One day, we too shall grow up. To treat the budget as an important annual act of financial and fiscal governance, and not an occasion for excessive drama. I hope it comes sooner than we think, for it will be sign of our growing up.

In the meanwhile, where does Pranab-babu stand? In a damn good place, despite all the red faced embarrassments that the government has faced in recent times. Thanks to an expected GDP growth of 8.6% real plus 7.5% inflation, or over 16% in nominal terms, and healthy tax collections, the government’s fiscal deficit for 2010-11 will be more like 5% of GDP, versus the budget estimate of 5.5%. He has had a great run on tax revenue: customs is up by over 60%; excise by almost 30%; and overall tax revenue by almost 25%. And we are looking at a GDP growth of between 8.5% to 9% next year. Despite the recent hiccup in manufacturing growth, the buoyancy is self-evident.

Which is why Pranab-babu must be bold. I would like to see him reel in most of the concessions that he had so generously offered during the global crisis. I would him to make credible sounds about restraining spending, especially on useless projects where monies are promised but never spent. I would want him to begin the process of implementing a common goods and services tax (GST), start a time-bound roll-out, and ignore the BJP-ruled states, if these choose to be obdurate. I would like him to re-start a languished reforms programme: give a clear date for increasing FDI in insurance; start the process of FDI in retail; beginning four to five pilot projects on cash transfers to the poor which makes more economic sense than anything that we do right now; and implement some key provisions of the proposed direct tax code, and so set the stage for a more comprehensive rollout in 2012-13.

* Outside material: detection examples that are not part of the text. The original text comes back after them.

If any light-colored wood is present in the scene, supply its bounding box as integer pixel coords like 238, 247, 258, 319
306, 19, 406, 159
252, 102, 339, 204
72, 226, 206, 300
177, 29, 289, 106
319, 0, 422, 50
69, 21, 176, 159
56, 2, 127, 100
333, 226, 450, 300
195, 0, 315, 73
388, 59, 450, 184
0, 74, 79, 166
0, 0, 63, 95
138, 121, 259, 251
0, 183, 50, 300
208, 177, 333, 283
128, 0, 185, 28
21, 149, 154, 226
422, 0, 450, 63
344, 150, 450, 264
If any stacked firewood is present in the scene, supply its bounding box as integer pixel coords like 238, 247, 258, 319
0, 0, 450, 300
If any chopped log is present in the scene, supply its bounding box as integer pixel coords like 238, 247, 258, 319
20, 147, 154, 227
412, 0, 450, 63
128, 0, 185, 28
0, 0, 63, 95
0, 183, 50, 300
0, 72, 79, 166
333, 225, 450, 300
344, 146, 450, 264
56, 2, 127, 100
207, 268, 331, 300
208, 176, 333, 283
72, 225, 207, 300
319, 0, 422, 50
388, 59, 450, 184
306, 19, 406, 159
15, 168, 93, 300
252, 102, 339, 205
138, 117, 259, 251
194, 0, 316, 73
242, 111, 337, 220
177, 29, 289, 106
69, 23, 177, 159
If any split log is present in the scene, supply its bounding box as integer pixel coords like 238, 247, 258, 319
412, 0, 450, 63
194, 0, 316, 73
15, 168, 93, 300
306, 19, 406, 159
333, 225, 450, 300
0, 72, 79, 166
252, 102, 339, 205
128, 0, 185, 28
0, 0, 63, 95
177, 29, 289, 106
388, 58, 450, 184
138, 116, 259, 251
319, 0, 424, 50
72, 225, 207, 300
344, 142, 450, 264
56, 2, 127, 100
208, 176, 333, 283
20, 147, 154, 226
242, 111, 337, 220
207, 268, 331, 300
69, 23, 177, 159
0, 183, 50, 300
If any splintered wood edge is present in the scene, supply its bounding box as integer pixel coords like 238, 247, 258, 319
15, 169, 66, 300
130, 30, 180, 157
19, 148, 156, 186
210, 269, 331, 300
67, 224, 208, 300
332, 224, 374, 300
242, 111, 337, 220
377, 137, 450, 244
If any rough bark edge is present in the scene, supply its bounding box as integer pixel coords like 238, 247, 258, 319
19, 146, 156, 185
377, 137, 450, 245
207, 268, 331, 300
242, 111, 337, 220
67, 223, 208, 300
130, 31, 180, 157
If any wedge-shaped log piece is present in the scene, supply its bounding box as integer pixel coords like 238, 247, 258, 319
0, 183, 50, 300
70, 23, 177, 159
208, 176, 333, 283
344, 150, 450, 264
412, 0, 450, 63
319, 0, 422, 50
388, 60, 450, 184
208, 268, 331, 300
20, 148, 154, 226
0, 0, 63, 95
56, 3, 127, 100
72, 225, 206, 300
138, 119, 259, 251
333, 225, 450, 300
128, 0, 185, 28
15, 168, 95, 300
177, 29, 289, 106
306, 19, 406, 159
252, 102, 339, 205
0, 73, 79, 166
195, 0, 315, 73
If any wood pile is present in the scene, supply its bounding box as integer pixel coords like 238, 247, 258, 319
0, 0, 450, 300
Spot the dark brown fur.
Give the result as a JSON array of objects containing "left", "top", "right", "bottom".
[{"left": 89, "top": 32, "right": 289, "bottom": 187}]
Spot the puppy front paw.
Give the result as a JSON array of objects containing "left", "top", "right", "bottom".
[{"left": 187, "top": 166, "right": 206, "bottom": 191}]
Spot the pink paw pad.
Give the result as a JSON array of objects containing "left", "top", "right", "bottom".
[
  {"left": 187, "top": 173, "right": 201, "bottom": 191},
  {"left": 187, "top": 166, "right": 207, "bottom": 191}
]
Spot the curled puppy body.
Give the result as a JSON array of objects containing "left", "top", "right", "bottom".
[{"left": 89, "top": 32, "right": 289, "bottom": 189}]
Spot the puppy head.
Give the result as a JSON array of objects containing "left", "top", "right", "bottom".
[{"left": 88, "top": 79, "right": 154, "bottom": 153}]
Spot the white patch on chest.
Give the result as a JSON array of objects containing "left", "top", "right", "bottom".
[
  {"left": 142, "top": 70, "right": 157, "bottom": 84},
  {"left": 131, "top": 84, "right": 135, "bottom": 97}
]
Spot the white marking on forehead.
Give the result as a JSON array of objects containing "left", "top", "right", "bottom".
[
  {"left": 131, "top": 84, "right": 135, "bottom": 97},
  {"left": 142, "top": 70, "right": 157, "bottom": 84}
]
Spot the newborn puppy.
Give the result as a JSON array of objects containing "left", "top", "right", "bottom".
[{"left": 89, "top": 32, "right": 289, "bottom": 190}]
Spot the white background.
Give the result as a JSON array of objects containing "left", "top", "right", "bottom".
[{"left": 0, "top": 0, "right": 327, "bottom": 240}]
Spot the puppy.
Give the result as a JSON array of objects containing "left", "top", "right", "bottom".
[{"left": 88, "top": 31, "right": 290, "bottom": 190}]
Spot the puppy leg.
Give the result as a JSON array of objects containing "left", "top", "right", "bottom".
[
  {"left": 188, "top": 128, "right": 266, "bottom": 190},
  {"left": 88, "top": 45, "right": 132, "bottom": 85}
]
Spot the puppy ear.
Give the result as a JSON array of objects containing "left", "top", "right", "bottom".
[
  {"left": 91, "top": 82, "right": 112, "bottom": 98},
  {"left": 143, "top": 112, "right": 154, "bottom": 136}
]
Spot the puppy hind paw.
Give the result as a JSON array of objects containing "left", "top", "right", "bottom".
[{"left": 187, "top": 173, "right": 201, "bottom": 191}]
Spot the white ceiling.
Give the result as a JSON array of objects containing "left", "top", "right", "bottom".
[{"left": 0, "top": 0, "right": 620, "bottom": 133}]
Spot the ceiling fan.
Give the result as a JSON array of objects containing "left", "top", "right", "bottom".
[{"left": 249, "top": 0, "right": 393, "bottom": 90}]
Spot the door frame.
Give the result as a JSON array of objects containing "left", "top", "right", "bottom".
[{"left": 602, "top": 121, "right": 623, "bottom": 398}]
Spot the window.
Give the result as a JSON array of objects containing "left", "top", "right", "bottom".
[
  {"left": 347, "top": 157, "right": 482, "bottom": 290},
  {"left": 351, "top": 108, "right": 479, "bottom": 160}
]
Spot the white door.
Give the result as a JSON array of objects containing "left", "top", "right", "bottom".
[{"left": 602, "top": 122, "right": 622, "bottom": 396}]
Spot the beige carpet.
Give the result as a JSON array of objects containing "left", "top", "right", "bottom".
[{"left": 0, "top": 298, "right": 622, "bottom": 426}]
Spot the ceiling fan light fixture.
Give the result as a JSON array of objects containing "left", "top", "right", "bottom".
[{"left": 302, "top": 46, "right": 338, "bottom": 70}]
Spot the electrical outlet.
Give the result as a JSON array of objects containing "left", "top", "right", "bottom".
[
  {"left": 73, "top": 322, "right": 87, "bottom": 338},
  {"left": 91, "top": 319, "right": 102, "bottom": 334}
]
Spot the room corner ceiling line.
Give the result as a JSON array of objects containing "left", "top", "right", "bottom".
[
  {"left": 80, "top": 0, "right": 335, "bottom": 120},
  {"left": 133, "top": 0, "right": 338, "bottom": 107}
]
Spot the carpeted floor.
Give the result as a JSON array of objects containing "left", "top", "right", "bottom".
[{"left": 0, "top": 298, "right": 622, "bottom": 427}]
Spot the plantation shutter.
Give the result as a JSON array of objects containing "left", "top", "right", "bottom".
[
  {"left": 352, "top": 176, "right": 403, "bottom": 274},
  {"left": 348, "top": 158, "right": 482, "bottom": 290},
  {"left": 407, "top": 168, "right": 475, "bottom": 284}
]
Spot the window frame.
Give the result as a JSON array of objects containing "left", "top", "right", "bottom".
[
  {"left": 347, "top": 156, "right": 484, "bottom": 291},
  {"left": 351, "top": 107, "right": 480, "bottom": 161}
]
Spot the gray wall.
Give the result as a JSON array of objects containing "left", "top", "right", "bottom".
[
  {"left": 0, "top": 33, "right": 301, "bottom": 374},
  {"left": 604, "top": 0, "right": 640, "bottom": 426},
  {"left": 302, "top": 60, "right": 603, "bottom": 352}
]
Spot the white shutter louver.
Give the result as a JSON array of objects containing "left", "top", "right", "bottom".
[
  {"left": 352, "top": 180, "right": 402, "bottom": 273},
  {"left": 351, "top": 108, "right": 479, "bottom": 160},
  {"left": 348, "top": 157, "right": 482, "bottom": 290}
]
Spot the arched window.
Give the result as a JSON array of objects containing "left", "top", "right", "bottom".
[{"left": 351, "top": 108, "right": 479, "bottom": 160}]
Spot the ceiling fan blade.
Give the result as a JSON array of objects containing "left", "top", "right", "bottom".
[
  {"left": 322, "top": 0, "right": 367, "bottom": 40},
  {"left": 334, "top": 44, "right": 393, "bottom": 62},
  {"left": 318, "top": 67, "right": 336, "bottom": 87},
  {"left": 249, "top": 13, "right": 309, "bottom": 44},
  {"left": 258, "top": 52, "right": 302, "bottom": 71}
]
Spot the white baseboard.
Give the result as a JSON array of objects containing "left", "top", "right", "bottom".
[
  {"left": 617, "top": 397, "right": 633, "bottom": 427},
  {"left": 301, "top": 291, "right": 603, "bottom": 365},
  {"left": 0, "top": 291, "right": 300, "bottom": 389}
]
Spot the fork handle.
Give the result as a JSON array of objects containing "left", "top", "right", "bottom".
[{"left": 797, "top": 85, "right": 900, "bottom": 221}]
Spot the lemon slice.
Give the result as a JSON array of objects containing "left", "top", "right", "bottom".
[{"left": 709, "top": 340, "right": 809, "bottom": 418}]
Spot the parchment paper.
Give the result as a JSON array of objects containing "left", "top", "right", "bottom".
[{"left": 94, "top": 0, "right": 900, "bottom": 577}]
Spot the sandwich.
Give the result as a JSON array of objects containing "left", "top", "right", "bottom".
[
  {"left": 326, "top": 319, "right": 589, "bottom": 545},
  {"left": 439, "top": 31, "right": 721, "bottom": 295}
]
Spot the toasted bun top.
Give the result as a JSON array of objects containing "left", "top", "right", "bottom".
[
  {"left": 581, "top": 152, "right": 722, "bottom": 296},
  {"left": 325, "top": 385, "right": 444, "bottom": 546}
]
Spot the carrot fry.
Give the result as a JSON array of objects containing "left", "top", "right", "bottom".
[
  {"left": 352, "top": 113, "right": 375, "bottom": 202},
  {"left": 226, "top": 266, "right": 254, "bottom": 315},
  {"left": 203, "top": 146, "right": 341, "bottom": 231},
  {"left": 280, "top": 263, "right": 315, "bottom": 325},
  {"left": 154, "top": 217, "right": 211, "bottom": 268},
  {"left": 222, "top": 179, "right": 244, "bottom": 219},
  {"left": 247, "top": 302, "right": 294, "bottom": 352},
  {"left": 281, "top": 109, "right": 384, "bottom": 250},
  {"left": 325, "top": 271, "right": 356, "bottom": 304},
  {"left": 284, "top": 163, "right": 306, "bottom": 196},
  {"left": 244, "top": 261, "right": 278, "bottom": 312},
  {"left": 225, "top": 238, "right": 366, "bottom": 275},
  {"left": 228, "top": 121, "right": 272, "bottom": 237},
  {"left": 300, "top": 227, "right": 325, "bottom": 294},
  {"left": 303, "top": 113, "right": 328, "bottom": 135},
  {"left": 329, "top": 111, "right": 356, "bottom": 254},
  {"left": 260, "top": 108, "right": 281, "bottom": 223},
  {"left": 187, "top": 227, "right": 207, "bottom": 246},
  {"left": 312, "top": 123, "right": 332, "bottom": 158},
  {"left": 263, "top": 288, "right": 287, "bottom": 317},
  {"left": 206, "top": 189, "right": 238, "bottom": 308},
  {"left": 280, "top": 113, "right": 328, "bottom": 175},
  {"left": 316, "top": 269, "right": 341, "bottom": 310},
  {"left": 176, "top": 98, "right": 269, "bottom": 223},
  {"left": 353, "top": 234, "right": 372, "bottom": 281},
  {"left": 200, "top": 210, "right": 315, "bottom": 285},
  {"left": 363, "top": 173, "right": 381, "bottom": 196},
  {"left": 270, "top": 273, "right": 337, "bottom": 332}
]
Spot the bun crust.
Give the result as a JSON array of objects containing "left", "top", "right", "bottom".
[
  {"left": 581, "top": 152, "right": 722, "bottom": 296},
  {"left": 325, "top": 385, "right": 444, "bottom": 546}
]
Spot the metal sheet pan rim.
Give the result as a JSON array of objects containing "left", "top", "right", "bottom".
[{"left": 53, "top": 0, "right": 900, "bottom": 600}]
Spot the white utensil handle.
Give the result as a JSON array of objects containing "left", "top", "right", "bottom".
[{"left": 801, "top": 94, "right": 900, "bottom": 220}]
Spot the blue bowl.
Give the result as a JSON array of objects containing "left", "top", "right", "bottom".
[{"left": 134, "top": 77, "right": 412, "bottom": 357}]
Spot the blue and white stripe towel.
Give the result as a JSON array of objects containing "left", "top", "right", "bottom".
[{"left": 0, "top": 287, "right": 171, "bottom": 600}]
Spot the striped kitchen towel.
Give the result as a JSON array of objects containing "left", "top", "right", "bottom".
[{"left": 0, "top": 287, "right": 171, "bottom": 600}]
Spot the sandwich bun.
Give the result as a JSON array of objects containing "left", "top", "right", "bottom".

It is Pranab-babu’s last chance to prove his mettle as a reformer. For one, the last two years of any government is the time for fiscal populism, based on a fond hope that sops win elections. This government won’t be different, and Pranab-babu will have to pipe the tune. This, therefore, is his real opportunity to clean up the clutter, and present a budget that is both fiscally honest and reformist in intent. For another, he won’t get a batting pitch so favourable to score an effortless century: one of the best growth rates in the world; entrepreneurial drive second to none; and a general sense that India deserves its place in the sun. It is the time to press the reform button, and regain the high ground lost to apathy and corruption.

The big question is ‘Will he?’ Is Pranab Mukherjee a reformer? Or is he a ploughman? Adroit, aware of how the bread is buttered, but a ploughman nevertheless? That’s for you to tell at 1 pm tomorrow.